Pose (308 keypoints)¶

Top-down 2D pose estimation with 308 keypoints: 274 face points + body + hands + feet.

Uses the DETR-ResNet-101-DC5 person detector for bbox proposals, then Sapiens2 pose heads per crop.

Signature¶

sapiens_pose(
    input_path:     str,
    output_dir:     str,
    model_size:     str   = "0.4b",
    device:         str   = "cuda:0",
    kpt_thres:      float = 0.3,
    line_thickness: int   = 2,
    radius:         int   = 3,
) -> dict

Requirements¶

You need two checkpoints for this tool:

$SAPIENS_CHECKPOINT_ROOT/pose/sapiens2_<size>_pose.safetensors
$SAPIENS_CHECKPOINT_ROOT/detector/detr-resnet-101-dc5/ (HuggingFace model dir)

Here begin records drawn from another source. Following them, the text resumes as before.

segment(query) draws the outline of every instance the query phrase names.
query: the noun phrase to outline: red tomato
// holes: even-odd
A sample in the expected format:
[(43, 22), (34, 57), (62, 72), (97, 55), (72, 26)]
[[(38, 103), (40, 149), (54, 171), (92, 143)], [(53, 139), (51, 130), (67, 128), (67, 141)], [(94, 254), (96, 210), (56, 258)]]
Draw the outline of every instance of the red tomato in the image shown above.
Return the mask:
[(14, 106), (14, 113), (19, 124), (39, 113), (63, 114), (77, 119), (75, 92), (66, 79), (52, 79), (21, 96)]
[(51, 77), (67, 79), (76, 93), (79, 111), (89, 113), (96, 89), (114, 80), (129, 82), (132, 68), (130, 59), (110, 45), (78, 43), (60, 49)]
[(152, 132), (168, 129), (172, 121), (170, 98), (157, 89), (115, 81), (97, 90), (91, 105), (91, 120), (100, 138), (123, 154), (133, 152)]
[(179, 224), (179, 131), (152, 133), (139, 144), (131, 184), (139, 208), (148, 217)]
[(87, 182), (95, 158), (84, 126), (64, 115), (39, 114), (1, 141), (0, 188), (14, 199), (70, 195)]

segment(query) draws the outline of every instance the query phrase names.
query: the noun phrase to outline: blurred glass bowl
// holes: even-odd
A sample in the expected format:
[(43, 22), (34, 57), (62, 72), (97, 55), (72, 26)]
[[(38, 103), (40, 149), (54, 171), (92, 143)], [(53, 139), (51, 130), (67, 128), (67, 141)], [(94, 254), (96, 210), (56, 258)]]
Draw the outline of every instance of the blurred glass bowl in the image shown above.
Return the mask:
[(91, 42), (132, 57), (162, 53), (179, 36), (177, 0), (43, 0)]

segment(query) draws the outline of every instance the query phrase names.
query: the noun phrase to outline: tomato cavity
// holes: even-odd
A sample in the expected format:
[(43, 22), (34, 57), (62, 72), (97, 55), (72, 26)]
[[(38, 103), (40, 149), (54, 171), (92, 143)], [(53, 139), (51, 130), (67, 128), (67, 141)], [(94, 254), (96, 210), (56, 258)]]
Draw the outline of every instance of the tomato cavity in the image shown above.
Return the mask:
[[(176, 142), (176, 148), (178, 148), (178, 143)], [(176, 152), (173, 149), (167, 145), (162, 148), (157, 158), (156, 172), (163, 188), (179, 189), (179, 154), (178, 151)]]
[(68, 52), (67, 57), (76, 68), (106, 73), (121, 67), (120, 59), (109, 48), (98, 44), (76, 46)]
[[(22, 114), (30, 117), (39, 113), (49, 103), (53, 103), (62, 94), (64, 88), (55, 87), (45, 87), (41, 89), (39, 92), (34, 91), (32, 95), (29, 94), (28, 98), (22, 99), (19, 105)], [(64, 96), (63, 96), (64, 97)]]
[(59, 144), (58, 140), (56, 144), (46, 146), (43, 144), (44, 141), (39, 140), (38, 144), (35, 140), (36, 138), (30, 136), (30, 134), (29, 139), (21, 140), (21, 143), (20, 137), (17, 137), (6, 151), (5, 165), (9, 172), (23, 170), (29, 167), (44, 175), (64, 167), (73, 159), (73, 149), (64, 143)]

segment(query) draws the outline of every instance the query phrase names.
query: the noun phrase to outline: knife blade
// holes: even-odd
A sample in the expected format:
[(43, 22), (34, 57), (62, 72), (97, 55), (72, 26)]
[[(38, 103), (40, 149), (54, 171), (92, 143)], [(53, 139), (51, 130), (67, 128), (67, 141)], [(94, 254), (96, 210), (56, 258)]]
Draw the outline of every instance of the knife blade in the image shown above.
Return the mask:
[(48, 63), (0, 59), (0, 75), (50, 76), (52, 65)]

Run sapiens_info() to confirm both are present:

result = sapiens_info()
# check result["content"][1]["json"]
info = result["content"][1]["json"]
assert "pose" in info["available"]
assert info["detector_present"]

Download the detector:

huggingface-cli download facebook/detr-resnet-101-dc5 \
    --local-dir $SAPIENS_CHECKPOINT_ROOT/detector/detr-resnet-101-dc5

Example¶

from strands_sapiens import sapiens_pose

sapiens_pose(
    input_path="dance.jpg",
    output_dir="out/",
    model_size="0.4b",
    kpt_thres=0.3,
)

Output per image:

out/dance.jpg - skeleton + keypoints overlay
out/dance.json - structured detections

Example JSON shape (may vary slightly by upstream version):

{
  "instances": [
    {
      "bbox":      [x1, y1, x2, y2],
      "score":     0.97,
      "keypoints": [[x, y], ...],        // 308 points
      "keypoint_scores": [0.91, ...]      // 308 confidences
    }
  ]
}

Compatibility strategy¶

sapiens_pose tries three integration paths in order, so it keeps working across upstream Sapiens2 refactors:

sapiens.pose.inference.Inferencer (high-level API).
sapiens.pose.models.init_pose_model + PoseVisualizer.
If neither works, returns an error pointing you at the upstream shell script with the correct paths.

You can see which path ran from the response "api" field.

Tips¶

kpt_thres: lower it (0.1–0.2) if you're post-processing; raise to 0.5+ for crisp overlays.
Face-only use: the 274 face keypoints form a dense landmark grid - useful for head-pose tracking, gaze, expression.
Performance: RTMDet-m dominates latency for small crops; consider running detection once per video frame and pose across frames.

Segmentation → - combine seg + pose for per-limb attention.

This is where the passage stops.